The playfulness of Parka comes across in its menu, and also its menu prose (“WE ARE HERE TO FOSTER A PLAYFULLY MODERN ATMOSPHERE OF HAPPY SATISFACTION AND ENJOYMENT THROUGH COFFEE, FOOD, AND DRINK.”) Parka doubles as a coffee house and bakery, with breads and pastries supplied by Rustica, and coffee from the Dogwood Coffee Co.
Menu highlights include a cranberry Jell-o salad (made with agar, not gelatin, $8), ham pickle tots (made with cream cheez whiz, truffles, pickes and chives, $9), goulash with tomatoes, corn and macaroni ($11); and spare ribs glazed with root beer ($13).
Part of the playfulness comes in the presentation. The chicken and wild rice soup ($8) is poured at tableside from a chicken-shaped pitcher into a tilted glass fishbowl. Mom’s meatloaf sandwich comes with a mini fryer basket brimming with fries. The cranberry Jell-o salad, laced with chevre, pecans, apple, celery and pineapple looks like an abstract expressionist landscape.
I’m not exactly sure how the beer can chicken ($13) was prepared—traditionally, it’s a whole roasted chicken impaled on an open can of beer, but this was a thick pressed square of deboned bird, as moist and tender as any chicken I have ever tasted. The meatloaf sandwich ($14) also won raves, as did the very light and delicate fish fry ($11).
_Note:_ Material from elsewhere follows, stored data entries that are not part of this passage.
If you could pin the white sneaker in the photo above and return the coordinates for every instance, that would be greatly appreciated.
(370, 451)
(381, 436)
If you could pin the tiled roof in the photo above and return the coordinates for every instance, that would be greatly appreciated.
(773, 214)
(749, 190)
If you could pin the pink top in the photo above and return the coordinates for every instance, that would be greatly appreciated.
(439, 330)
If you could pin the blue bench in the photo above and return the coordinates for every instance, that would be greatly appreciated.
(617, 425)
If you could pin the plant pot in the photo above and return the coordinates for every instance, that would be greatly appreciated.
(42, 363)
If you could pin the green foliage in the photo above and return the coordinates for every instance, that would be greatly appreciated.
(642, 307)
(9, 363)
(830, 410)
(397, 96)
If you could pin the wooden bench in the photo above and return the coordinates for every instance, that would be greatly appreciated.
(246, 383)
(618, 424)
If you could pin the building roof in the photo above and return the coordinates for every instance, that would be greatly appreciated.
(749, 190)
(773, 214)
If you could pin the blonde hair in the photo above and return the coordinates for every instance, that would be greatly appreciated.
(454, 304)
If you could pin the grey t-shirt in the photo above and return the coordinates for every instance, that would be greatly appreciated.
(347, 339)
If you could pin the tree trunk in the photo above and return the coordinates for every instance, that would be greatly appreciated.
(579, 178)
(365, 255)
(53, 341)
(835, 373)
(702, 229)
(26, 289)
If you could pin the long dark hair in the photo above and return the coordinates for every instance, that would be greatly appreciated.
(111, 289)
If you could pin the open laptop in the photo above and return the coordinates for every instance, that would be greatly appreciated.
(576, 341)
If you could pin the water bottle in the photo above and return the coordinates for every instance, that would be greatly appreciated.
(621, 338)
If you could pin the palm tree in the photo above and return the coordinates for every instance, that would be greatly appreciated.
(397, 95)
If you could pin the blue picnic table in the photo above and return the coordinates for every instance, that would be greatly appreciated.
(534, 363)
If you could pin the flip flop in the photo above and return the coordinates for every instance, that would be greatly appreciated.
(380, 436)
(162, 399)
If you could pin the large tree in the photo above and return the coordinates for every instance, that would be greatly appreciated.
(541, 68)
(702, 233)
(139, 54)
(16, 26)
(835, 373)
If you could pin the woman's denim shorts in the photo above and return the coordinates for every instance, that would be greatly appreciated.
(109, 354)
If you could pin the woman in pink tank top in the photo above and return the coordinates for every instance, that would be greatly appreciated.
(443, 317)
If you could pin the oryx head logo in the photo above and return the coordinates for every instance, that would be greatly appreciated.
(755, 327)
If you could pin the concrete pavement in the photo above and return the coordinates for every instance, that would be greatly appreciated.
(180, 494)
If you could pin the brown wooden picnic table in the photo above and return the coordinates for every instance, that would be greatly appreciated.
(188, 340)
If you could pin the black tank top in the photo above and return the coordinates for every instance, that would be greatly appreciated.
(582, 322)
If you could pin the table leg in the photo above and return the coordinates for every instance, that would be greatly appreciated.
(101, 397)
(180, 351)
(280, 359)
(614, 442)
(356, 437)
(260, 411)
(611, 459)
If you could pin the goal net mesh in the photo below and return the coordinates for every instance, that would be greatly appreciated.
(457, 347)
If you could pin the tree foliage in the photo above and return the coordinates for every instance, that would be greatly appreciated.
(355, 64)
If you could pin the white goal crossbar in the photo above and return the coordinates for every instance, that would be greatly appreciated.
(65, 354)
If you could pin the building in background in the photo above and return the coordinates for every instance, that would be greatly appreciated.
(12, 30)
It has been a couple of weeks since my visit to the Sample Room, so the details have faded from memory (and the menu has changed substantially), but what I remember is a starter of rustic and flavorful homemade Italian sausage with lentils ($7), a lively pappardelle putanesca with tomato, capers, olives and Parmesan ($9/$16); friendly service and a smart list of local beers on tap.